Cyclone study makes recommendations
Significant damage was caused by wind-driven rain during Tropical Cyclone Olwyn on March 13, according to the Cyclone Testing Station at James Cook University in Townsville.
It says properties in Exmouth, WA, experienced little structural damage in the storm because new buildings and those repaired after Tropical Cyclone Vance in 1999 performed in line with expectations.
However, many residents were left mopping up after wind-driven rain entered properties through flashings, windows and doors.
Damage was caused to plasterboard ceiling and wall linings and carpets and timber floors, and a substantial number of insurance claims are expected.

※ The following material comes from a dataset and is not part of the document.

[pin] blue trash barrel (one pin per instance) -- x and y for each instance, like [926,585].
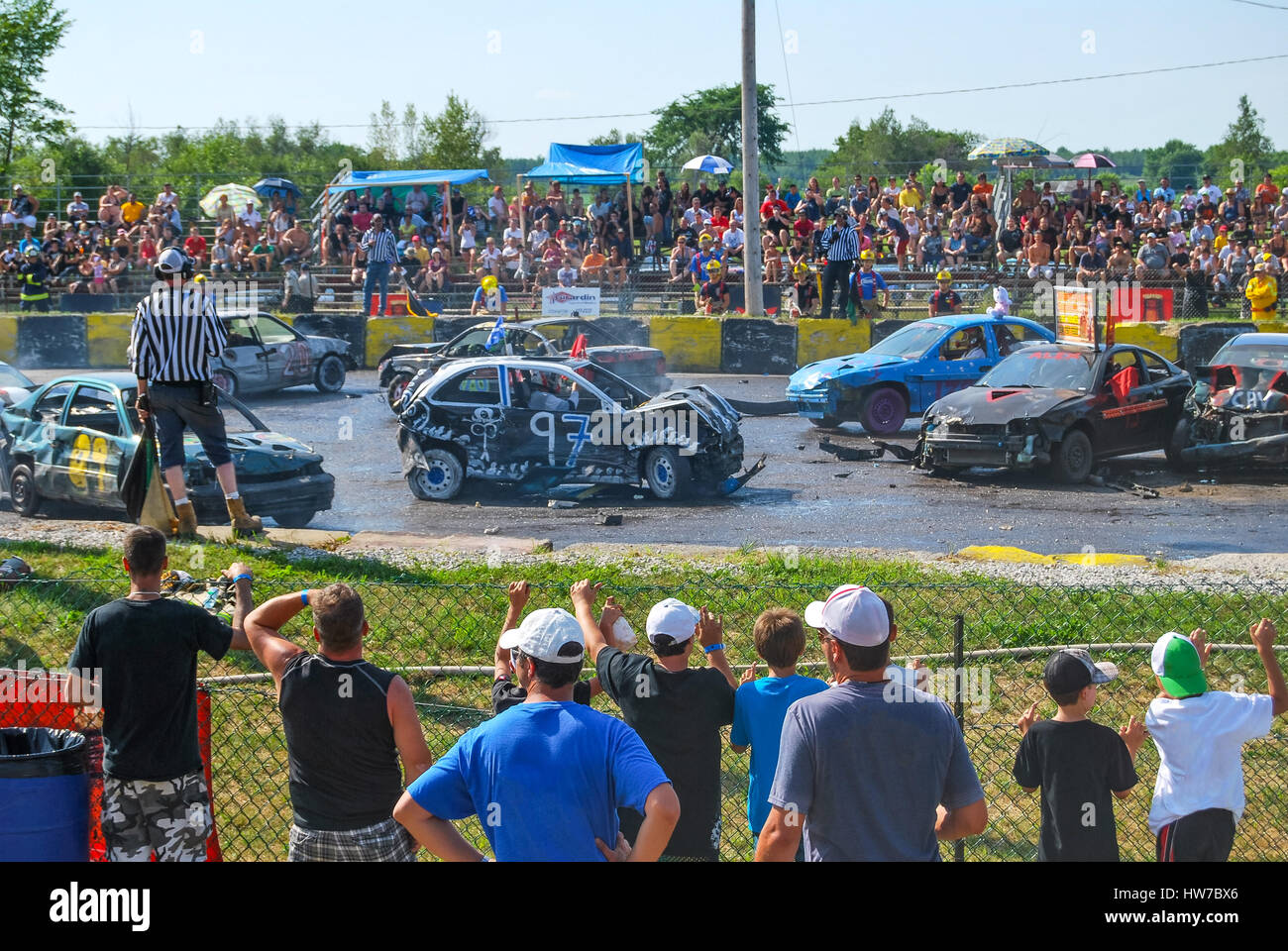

Homeowners put themselves at risk of serious injury by trying to deal with the water entering their properties during the storm.
There are a number of ways to reduce water ingress, the station says in a report.
“To remain effective, all surfaces of roof flashings must be anchored with at least the same fasteners and spacing of fasteners that are required for the adjacent roof.
“In high winds, flashings must also exclude upward-moving water, especially at valley gutters, ridges or flashings with walls.”
Windows should be rated to the appropriate site wind classification, and weep holes should prevent large volumes of water being forced from the outside to the inside of buildings.
Olwyn crossed the West Pilbara coast near Exmouth as a Category 3 cyclone, with gusts of up to 180kmh recorded.